Project Maths: Another success story….not really

Great News on the Project Maths front it would seem. Progress is good by all accounts! According to the Examiner, a recent evaluation done by some UK quango or other has concluded that (my comments in bold):

1. “Students at Junior and Leaving Certificate level appear to be performing well and are broadly confident in their abilities in many aspects, particularly statistics and probability”

Meaningless. A bit like when my students write a laboratory report and conclude that ‘the experiment worked well’.

2. “Students in all schools were highly positive about the Maths teaching”

Again, meaningless. Being positive about Maths and actually learning important stuff is not the same thing.

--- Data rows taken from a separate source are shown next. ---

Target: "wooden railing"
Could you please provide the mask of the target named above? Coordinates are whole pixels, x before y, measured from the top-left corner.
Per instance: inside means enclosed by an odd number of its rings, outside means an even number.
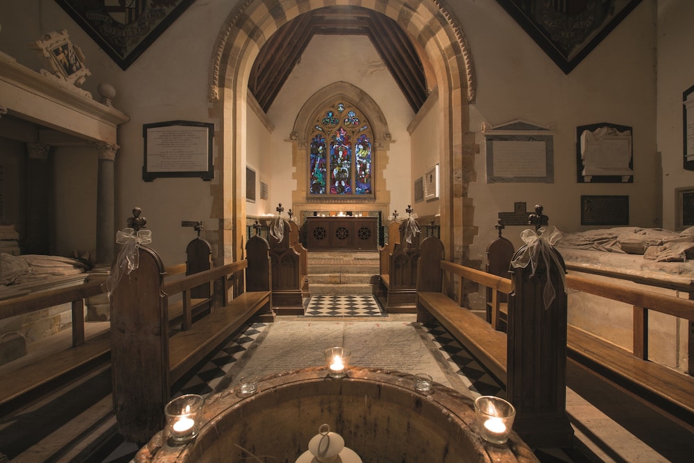
[[[26,315],[65,303],[72,305],[72,346],[85,342],[84,301],[88,297],[101,294],[100,283],[85,283],[57,289],[20,296],[12,299],[0,301],[0,319]]]
[[[444,281],[443,291],[456,301],[462,310],[466,309],[464,307],[464,298],[460,296],[461,288],[465,288],[466,285],[469,287],[469,282],[493,289],[493,317],[498,314],[499,296],[512,292],[510,279],[446,261],[441,261],[440,267],[444,274],[449,276],[448,280]],[[612,385],[694,430],[691,425],[694,422],[694,394],[692,394],[694,376],[691,372],[687,374],[652,362],[648,355],[649,312],[657,312],[688,320],[691,326],[694,321],[694,300],[572,274],[566,276],[566,287],[633,307],[634,335],[630,350],[569,324],[567,327],[569,360],[587,367]],[[570,306],[568,310],[570,311]],[[466,328],[460,326],[456,329],[464,331]],[[692,346],[689,346],[689,349],[691,351]]]
[[[616,283],[566,275],[566,287],[634,307],[634,339],[632,353],[635,357],[648,360],[648,312],[694,321],[694,301],[660,294],[652,291],[626,287]]]

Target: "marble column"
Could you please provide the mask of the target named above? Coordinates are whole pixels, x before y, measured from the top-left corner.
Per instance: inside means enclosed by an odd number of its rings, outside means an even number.
[[[24,254],[49,254],[49,198],[53,179],[49,151],[42,143],[27,143],[26,234]]]
[[[114,220],[114,164],[120,146],[100,142],[96,187],[96,264],[108,264],[115,257]]]

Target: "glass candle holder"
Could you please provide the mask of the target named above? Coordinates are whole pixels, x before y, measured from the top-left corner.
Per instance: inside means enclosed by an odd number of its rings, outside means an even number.
[[[239,392],[243,396],[252,396],[258,391],[258,378],[256,376],[243,376],[239,380]]]
[[[477,432],[487,442],[505,444],[516,418],[511,403],[494,396],[480,396],[475,399]]]
[[[200,411],[204,403],[202,396],[188,394],[176,397],[167,404],[164,414],[167,416],[167,428],[172,441],[183,444],[198,435]]]
[[[419,392],[430,392],[433,386],[433,380],[430,375],[425,373],[416,373],[413,378],[414,390]]]
[[[325,366],[330,378],[343,378],[347,376],[350,355],[349,349],[344,347],[325,349]]]

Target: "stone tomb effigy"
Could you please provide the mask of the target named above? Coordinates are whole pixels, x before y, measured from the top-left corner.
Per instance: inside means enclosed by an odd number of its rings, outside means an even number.
[[[364,462],[539,461],[515,432],[502,445],[483,441],[470,398],[438,383],[421,394],[413,384],[409,373],[359,367],[341,379],[324,367],[271,375],[253,395],[235,387],[210,397],[195,440],[176,445],[161,431],[135,461],[295,462],[321,423]]]

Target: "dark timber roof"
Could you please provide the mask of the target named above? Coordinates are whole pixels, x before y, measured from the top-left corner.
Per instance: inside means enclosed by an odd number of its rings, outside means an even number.
[[[366,8],[331,6],[301,15],[265,43],[248,89],[266,112],[316,34],[366,35],[416,112],[428,94],[424,67],[407,34],[388,17]]]

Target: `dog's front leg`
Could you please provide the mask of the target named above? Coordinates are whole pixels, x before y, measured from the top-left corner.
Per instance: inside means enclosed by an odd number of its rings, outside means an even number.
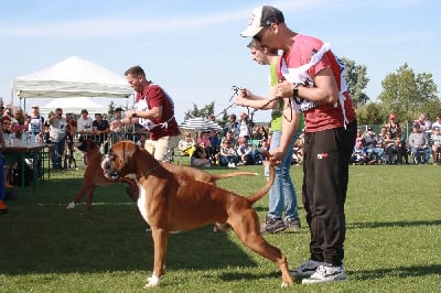
[[[169,242],[169,231],[151,227],[154,248],[153,274],[147,279],[144,287],[152,287],[160,284],[160,278],[165,273],[165,253]]]

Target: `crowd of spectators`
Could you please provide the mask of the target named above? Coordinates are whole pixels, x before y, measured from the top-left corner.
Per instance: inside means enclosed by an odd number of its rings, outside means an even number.
[[[428,113],[421,113],[412,121],[407,140],[394,113],[378,134],[372,127],[366,127],[365,132],[358,128],[352,164],[429,164],[430,160],[440,164],[441,113],[435,120],[432,123]]]

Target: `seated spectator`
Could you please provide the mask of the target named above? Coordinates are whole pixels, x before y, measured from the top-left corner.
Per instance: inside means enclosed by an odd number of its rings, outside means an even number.
[[[94,120],[89,117],[89,112],[86,109],[82,110],[82,115],[76,121],[77,131],[79,133],[79,139],[95,139],[94,135]]]
[[[220,139],[215,130],[211,130],[208,134],[209,140],[209,160],[212,163],[218,161],[220,151]]]
[[[31,115],[29,116],[29,118],[30,121],[28,124],[28,132],[33,135],[40,134],[44,126],[44,117],[40,115],[39,106],[32,106]]]
[[[416,164],[429,163],[432,150],[429,148],[429,141],[426,133],[421,132],[420,124],[418,123],[413,124],[413,132],[409,135],[409,145]]]
[[[238,158],[238,165],[254,165],[254,152],[250,145],[248,145],[248,140],[245,138],[239,139],[239,148],[236,150]]]
[[[104,153],[108,152],[108,141],[107,135],[110,133],[109,121],[103,119],[101,113],[95,115],[95,121],[92,123],[95,134],[95,140],[104,149]]]
[[[432,145],[433,164],[437,165],[441,161],[441,133],[439,127],[433,128],[430,144]]]
[[[386,128],[384,129],[386,131]],[[368,127],[366,132],[362,137],[363,146],[365,146],[367,158],[370,164],[380,164],[383,162],[383,139],[375,134],[373,128]]]
[[[390,130],[387,130],[387,137],[385,139],[384,145],[385,145],[385,164],[391,165],[396,164],[396,153],[397,151],[395,150],[396,146],[396,139],[392,138],[392,132]]]
[[[192,156],[196,146],[190,132],[185,132],[184,138],[178,143],[178,149],[181,155]]]
[[[389,123],[386,124],[387,131],[390,131],[392,133],[392,139],[396,139],[397,134],[401,133],[401,127],[396,121],[396,118],[397,117],[395,113],[389,115]]]
[[[267,133],[267,130],[265,129],[265,127],[262,127],[262,126],[257,126],[257,127],[252,130],[252,139],[254,139],[254,140],[268,139],[268,133]]]
[[[190,159],[190,164],[192,166],[211,166],[209,156],[206,152],[207,148],[205,145],[205,141],[202,140],[196,150],[193,152],[193,155]]]
[[[357,139],[355,141],[354,151],[351,155],[351,161],[353,165],[364,165],[369,162],[369,159],[366,154],[365,146],[363,146],[363,141]]]
[[[147,141],[147,133],[141,133],[139,135],[139,140],[137,141],[137,144],[140,149],[146,150],[146,141]]]
[[[258,165],[263,164],[265,161],[268,161],[267,155],[261,152],[262,149],[269,151],[269,142],[267,138],[263,138],[259,141],[258,148],[255,150],[255,162]]]
[[[409,155],[408,155],[408,150],[406,146],[406,139],[401,138],[401,132],[397,133],[397,138],[395,139],[395,145],[396,145],[396,151],[397,151],[398,164],[405,163],[402,161],[402,159],[405,159],[406,164],[409,164]]]
[[[122,108],[115,109],[115,118],[110,122],[111,143],[126,139],[126,129],[123,124]]]
[[[236,151],[238,144],[237,141],[234,139],[234,134],[233,131],[227,131],[225,137],[222,139],[222,141],[224,142],[225,140],[229,141],[229,144],[232,145],[232,148]]]
[[[202,141],[205,143],[205,152],[207,153],[207,158],[212,158],[212,143],[209,142],[208,135],[204,131],[200,131],[200,135],[197,137],[197,145],[201,144]]]
[[[219,152],[219,163],[222,166],[236,167],[237,155],[228,140],[222,142]]]

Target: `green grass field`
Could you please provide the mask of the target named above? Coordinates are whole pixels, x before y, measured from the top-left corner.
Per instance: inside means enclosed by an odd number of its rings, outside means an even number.
[[[247,166],[262,174],[262,166]],[[212,226],[172,235],[166,274],[151,292],[440,292],[441,169],[432,165],[351,166],[346,202],[347,282],[280,289],[270,261],[234,232]],[[98,187],[94,205],[66,210],[83,172],[51,174],[35,195],[8,200],[0,215],[0,292],[143,292],[152,269],[147,225],[122,185]],[[100,172],[100,171],[97,171]],[[208,172],[230,172],[209,169]],[[291,169],[299,205],[301,166]],[[219,186],[249,195],[265,177],[235,177]],[[18,189],[19,191],[19,189]],[[268,197],[256,205],[263,219]],[[197,210],[195,210],[197,213]],[[300,208],[302,224],[304,209]],[[309,231],[266,235],[290,267],[308,259]]]

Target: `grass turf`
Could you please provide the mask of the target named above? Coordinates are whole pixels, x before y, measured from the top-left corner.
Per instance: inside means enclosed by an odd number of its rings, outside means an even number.
[[[240,170],[261,175],[223,180],[218,185],[241,195],[263,186],[262,166]],[[122,185],[98,187],[87,214],[83,204],[66,210],[83,183],[83,172],[52,173],[35,195],[30,187],[7,202],[9,213],[0,215],[0,292],[143,291],[153,262],[147,225]],[[212,226],[205,226],[171,235],[166,274],[151,291],[439,292],[440,167],[351,166],[349,172],[347,282],[305,286],[297,280],[293,287],[280,289],[273,263],[246,249],[234,232],[213,234]],[[291,173],[301,206],[301,166]],[[263,219],[268,197],[255,208]],[[304,209],[299,213],[304,224]],[[304,225],[299,232],[265,238],[283,251],[291,268],[309,257]]]

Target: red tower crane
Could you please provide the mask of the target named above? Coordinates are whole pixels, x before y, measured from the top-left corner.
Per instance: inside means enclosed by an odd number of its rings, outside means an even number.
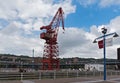
[[[40,30],[45,30],[45,32],[40,34],[40,38],[46,41],[42,60],[43,70],[59,69],[60,67],[59,48],[57,43],[60,23],[64,30],[63,10],[61,7],[58,9],[49,25],[40,27]]]

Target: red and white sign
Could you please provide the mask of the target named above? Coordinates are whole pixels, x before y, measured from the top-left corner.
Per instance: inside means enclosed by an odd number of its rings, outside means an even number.
[[[106,46],[112,46],[112,45],[113,45],[113,43],[112,43],[112,38],[106,39],[106,40],[105,40],[105,45],[106,45]],[[101,48],[104,47],[104,45],[103,45],[103,40],[98,41],[98,46],[99,46],[99,49],[101,49]]]

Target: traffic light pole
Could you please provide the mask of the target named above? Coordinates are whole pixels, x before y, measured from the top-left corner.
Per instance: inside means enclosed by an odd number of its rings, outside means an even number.
[[[106,80],[106,45],[105,45],[105,34],[103,37],[103,43],[104,43],[104,48],[103,48],[103,53],[104,53],[104,80]]]

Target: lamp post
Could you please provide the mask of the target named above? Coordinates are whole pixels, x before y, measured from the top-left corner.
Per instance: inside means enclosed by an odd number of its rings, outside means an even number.
[[[105,45],[105,34],[107,33],[107,29],[102,28],[103,33],[103,52],[104,52],[104,80],[106,80],[106,45]]]
[[[116,32],[114,33],[110,33],[110,34],[106,34],[107,33],[107,29],[105,27],[102,28],[102,33],[103,36],[100,36],[98,38],[96,38],[93,43],[97,43],[98,39],[103,38],[103,55],[104,55],[104,80],[106,80],[106,37],[113,35],[113,37],[118,37],[118,34]]]
[[[32,66],[33,66],[33,69],[34,69],[34,66],[35,66],[35,64],[34,64],[34,49],[32,50],[32,53],[33,53],[33,55],[32,55]]]

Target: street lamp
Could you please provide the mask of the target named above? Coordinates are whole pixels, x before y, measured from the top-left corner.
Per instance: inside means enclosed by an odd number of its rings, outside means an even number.
[[[116,32],[114,33],[110,33],[110,34],[106,34],[107,33],[107,29],[105,27],[102,28],[102,33],[103,36],[100,36],[98,38],[96,38],[93,43],[97,43],[98,39],[103,38],[103,55],[104,55],[104,80],[106,80],[106,37],[113,35],[113,37],[118,37],[118,34]]]

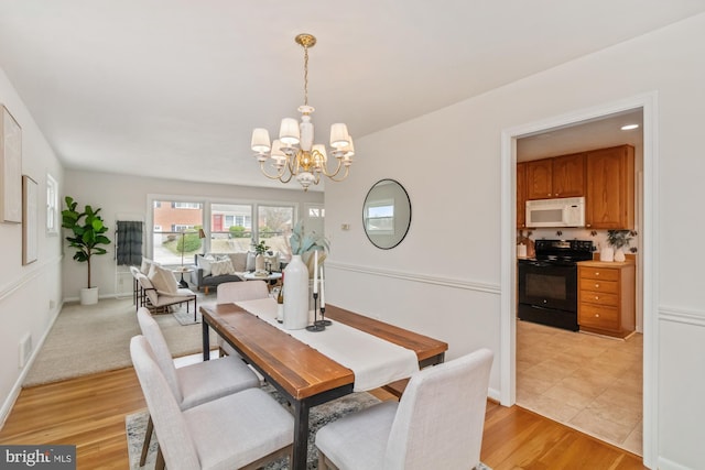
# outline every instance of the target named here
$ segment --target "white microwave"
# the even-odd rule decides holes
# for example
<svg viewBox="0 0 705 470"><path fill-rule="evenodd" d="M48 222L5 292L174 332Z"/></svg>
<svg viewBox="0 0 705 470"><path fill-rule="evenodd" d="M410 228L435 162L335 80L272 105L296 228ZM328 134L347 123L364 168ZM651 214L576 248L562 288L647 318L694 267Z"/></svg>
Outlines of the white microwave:
<svg viewBox="0 0 705 470"><path fill-rule="evenodd" d="M527 227L585 227L585 198L528 200Z"/></svg>

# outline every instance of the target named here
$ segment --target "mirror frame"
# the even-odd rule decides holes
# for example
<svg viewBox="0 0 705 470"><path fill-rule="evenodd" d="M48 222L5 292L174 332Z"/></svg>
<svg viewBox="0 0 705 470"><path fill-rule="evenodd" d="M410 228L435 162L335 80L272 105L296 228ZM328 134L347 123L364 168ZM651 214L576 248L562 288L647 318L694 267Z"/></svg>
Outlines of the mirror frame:
<svg viewBox="0 0 705 470"><path fill-rule="evenodd" d="M376 193L379 193L379 189L381 187L384 187L386 185L393 185L391 186L391 193L389 195L381 195L384 196L384 199L375 199L375 196L380 197L380 195L376 195ZM378 190L376 192L376 189ZM405 207L403 209L408 208L409 217L405 217L400 221L392 218L390 227L388 227L387 229L380 228L380 233L373 233L370 229L368 229L367 217L368 207L373 201L391 203L391 206L394 207L394 215L403 215L404 212L406 212L406 210L402 210L401 212L397 210L398 205L404 204ZM389 204L387 204L387 206L389 206ZM367 236L367 239L370 241L370 243L372 243L380 250L391 250L404 240L406 233L409 233L410 227L411 198L409 197L409 193L406 193L404 186L402 186L401 183L399 183L397 179L392 178L383 178L375 183L372 187L367 192L367 196L365 196L365 201L362 203L362 229L365 230L365 234Z"/></svg>

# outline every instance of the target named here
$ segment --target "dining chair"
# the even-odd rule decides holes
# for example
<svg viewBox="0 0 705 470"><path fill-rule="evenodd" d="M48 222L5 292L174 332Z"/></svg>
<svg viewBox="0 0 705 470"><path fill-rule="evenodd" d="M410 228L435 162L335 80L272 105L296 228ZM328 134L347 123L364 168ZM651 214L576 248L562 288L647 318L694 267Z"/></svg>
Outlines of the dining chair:
<svg viewBox="0 0 705 470"><path fill-rule="evenodd" d="M471 469L480 461L492 352L479 349L411 376L401 400L316 434L319 469Z"/></svg>
<svg viewBox="0 0 705 470"><path fill-rule="evenodd" d="M150 311L140 307L137 318L142 335L147 338L156 363L166 379L171 394L181 409L188 409L202 403L260 385L257 374L237 356L196 362L177 369L162 330ZM140 458L142 466L147 458L152 429L153 423L150 416Z"/></svg>
<svg viewBox="0 0 705 470"><path fill-rule="evenodd" d="M247 389L182 409L144 336L130 356L159 436L156 468L256 469L289 457L294 418L261 389Z"/></svg>
<svg viewBox="0 0 705 470"><path fill-rule="evenodd" d="M216 304L232 304L235 302L257 300L269 297L269 287L265 281L228 282L218 285ZM220 336L217 339L218 348L225 354L238 357L237 351Z"/></svg>

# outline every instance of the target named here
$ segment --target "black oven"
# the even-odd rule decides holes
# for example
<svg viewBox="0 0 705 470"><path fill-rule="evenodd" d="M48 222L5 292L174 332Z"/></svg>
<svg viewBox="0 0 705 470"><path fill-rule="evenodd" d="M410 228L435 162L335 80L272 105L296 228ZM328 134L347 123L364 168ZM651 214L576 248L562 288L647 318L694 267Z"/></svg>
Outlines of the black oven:
<svg viewBox="0 0 705 470"><path fill-rule="evenodd" d="M519 260L519 319L577 331L576 262L592 259L592 247L581 240L536 240L536 258Z"/></svg>

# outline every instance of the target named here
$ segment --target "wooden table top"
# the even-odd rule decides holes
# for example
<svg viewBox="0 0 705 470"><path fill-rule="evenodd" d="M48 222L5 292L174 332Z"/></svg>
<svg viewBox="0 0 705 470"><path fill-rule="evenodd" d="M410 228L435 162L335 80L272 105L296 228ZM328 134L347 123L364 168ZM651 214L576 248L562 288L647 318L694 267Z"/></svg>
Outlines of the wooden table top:
<svg viewBox="0 0 705 470"><path fill-rule="evenodd" d="M218 335L235 345L295 400L355 382L355 374L348 368L235 304L200 306L200 311ZM446 342L332 305L326 306L326 318L411 349L416 352L419 362L448 349Z"/></svg>

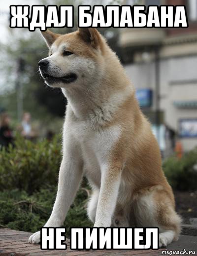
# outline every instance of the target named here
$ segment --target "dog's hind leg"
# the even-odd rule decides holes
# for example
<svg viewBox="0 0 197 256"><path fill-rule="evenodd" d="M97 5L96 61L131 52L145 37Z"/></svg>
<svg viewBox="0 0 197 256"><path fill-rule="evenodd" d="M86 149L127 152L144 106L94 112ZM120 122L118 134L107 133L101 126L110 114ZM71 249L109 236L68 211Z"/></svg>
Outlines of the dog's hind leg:
<svg viewBox="0 0 197 256"><path fill-rule="evenodd" d="M177 240L181 231L181 219L175 211L171 187L166 186L165 188L159 185L141 190L134 204L137 226L159 227L160 247Z"/></svg>
<svg viewBox="0 0 197 256"><path fill-rule="evenodd" d="M93 223L95 222L96 214L97 212L97 205L98 204L99 189L95 189L91 196L88 203L87 212L90 219Z"/></svg>

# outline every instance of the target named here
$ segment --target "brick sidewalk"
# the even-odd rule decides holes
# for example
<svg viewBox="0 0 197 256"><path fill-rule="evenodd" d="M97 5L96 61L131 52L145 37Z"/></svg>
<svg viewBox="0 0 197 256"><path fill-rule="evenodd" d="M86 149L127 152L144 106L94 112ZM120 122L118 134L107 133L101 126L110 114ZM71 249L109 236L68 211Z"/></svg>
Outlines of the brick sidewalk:
<svg viewBox="0 0 197 256"><path fill-rule="evenodd" d="M27 241L31 233L12 230L8 228L0 228L0 255L2 256L19 256L28 255L39 256L42 255L66 255L76 256L101 256L108 255L142 255L154 256L161 255L161 250L153 251L73 251L69 249L69 240L66 239L67 249L66 251L40 250L39 245L28 244Z"/></svg>

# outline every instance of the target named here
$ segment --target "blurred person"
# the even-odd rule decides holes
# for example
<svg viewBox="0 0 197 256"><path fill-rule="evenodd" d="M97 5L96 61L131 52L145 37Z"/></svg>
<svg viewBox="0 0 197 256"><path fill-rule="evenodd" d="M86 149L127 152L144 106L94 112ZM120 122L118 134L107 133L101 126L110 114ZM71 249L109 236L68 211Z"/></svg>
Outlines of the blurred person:
<svg viewBox="0 0 197 256"><path fill-rule="evenodd" d="M30 139L34 136L31 124L31 115L30 113L25 112L23 115L21 122L21 134L27 139Z"/></svg>
<svg viewBox="0 0 197 256"><path fill-rule="evenodd" d="M10 118L8 114L2 114L0 123L0 145L7 147L9 144L13 144L14 137L10 128Z"/></svg>

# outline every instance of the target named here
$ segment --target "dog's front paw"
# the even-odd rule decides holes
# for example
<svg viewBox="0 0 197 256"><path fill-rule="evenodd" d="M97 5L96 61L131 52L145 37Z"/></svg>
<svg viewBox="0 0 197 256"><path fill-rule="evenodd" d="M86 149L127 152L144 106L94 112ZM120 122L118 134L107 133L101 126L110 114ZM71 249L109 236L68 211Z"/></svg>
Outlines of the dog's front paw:
<svg viewBox="0 0 197 256"><path fill-rule="evenodd" d="M30 236L28 243L30 244L39 244L40 242L40 231L37 231Z"/></svg>

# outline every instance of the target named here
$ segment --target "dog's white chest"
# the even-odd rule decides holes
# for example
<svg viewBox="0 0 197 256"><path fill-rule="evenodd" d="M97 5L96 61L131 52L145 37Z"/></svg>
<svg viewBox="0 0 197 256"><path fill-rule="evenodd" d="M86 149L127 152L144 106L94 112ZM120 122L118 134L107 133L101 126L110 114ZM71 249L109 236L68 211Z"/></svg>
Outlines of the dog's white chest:
<svg viewBox="0 0 197 256"><path fill-rule="evenodd" d="M91 130L85 122L75 124L72 131L80 144L86 168L91 173L94 170L98 171L102 165L107 164L121 133L120 127L117 125L95 131Z"/></svg>

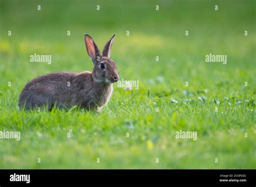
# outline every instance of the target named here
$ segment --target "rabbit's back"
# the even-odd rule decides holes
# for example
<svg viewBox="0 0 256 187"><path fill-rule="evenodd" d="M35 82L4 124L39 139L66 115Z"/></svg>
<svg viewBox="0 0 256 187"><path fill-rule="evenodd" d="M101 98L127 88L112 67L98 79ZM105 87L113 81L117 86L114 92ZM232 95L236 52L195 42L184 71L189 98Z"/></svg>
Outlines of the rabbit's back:
<svg viewBox="0 0 256 187"><path fill-rule="evenodd" d="M81 74L55 73L44 75L28 83L22 90L19 106L25 109L47 105L50 109L56 103L58 106L70 107L76 102L76 95L84 95L91 87L90 72Z"/></svg>

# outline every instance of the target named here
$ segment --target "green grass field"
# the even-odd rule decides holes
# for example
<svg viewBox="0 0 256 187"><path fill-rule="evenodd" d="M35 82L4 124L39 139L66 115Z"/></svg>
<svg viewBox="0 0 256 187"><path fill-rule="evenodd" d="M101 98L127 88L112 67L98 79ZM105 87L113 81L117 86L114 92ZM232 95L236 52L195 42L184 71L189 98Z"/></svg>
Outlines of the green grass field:
<svg viewBox="0 0 256 187"><path fill-rule="evenodd" d="M0 4L0 131L21 133L0 139L1 169L256 168L255 1ZM101 50L117 33L111 59L139 89L114 84L101 113L19 111L32 78L92 70L84 33ZM30 62L34 53L51 55L51 63ZM206 62L210 53L227 63ZM196 131L197 140L176 138L180 130Z"/></svg>

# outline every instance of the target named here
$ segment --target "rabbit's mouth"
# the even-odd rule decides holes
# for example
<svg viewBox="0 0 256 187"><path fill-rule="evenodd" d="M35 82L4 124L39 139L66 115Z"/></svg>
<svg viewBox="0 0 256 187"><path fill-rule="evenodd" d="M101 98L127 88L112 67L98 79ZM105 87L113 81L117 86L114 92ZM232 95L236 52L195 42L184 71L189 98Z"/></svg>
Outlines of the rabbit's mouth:
<svg viewBox="0 0 256 187"><path fill-rule="evenodd" d="M107 78L105 79L105 82L107 84L114 83L115 82L117 82L117 81L118 81L118 80L116 80L116 79L113 79L112 80L110 80Z"/></svg>

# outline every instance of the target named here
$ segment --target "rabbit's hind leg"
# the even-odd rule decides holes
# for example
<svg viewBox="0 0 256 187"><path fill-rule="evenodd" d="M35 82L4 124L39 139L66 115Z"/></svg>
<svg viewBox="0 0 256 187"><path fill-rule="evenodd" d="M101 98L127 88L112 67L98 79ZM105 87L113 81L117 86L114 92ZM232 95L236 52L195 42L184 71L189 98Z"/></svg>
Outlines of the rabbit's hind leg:
<svg viewBox="0 0 256 187"><path fill-rule="evenodd" d="M27 91L25 95L25 109L37 109L41 111L42 107L45 107L48 110L53 106L52 95L51 90L48 88L42 87L32 88Z"/></svg>

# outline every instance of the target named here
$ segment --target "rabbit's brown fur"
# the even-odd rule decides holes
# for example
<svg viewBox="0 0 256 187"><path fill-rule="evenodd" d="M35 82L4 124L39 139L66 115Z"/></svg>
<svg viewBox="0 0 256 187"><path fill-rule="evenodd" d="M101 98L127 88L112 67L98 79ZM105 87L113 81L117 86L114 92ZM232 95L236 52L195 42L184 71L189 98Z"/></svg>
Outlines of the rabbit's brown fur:
<svg viewBox="0 0 256 187"><path fill-rule="evenodd" d="M19 106L30 109L47 105L50 109L56 104L59 107L77 105L100 111L110 98L112 83L119 77L116 63L110 59L114 37L106 44L101 55L92 39L85 34L87 52L94 64L92 71L55 73L35 78L22 90Z"/></svg>

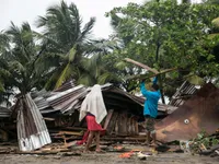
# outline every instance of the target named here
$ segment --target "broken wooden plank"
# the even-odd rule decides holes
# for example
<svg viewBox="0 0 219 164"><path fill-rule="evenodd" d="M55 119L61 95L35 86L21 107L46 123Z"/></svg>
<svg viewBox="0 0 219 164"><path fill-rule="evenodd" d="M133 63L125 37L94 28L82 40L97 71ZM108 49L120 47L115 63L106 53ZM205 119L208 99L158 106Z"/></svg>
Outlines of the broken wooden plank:
<svg viewBox="0 0 219 164"><path fill-rule="evenodd" d="M58 134L71 134L71 136L82 136L83 131L59 131Z"/></svg>
<svg viewBox="0 0 219 164"><path fill-rule="evenodd" d="M104 122L104 129L107 129L107 127L108 127L108 124L110 124L110 121L111 121L111 118L112 118L112 116L113 116L113 112L114 112L114 109L110 109L108 110L108 114L107 114L107 116L106 116L106 119L105 119L105 122Z"/></svg>
<svg viewBox="0 0 219 164"><path fill-rule="evenodd" d="M164 74L164 73L168 73L168 72L171 72L171 71L174 71L174 70L177 70L177 68L166 69L166 70L163 70L163 71L160 71L159 73L154 73L154 74L148 73L148 74L129 75L129 77L126 78L126 80L150 79L150 78L158 77L160 74Z"/></svg>

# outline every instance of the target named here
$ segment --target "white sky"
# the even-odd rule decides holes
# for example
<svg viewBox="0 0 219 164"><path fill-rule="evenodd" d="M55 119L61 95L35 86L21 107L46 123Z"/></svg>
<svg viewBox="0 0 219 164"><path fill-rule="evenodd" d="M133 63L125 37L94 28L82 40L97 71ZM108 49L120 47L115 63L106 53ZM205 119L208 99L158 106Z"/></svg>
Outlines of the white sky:
<svg viewBox="0 0 219 164"><path fill-rule="evenodd" d="M50 4L57 4L60 0L0 0L0 31L9 27L13 21L15 25L27 21L35 30L34 22L37 15L45 15L46 9ZM112 33L110 19L105 17L105 12L114 7L124 7L128 2L140 3L143 0L65 0L77 4L83 22L88 22L91 16L96 17L93 28L95 37L107 37Z"/></svg>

3. “High numbers of students in pilot schools regularly take part in activities associated with more traditional approaches to Maths teaching”

Not sure what this even means but it sounds like there is plenty of plain, ordinary teaching going on.

4. “Students find tasks that require higher order skills such as reasoning and transferring knowledge to new contexts harder than more mechanically demanding tasks”.

Obvious. I don’t need this to be ‘found out’ by a group of experts.

5. “Students struggle in comparison with those in other countries in areas related to algebra and calculus; some higher-level Leaving Certificate students struggle with items relating to the functions (calculus to you and me but its’ a secret!) part of the course”.

This is disastrous but not surprising given the syllabus and the whole philosophy of the Project Maths initiative. It looks like students will continue to be totally unprepared for Maths at third level.

 6. Furthermore, teachers have indicated there have been “positive changes in a number of aspects of students’ learning, including their understanding of statistics and probability, geometry and trigonometry, their ability to solve real-life problems, and to work collaboratively,”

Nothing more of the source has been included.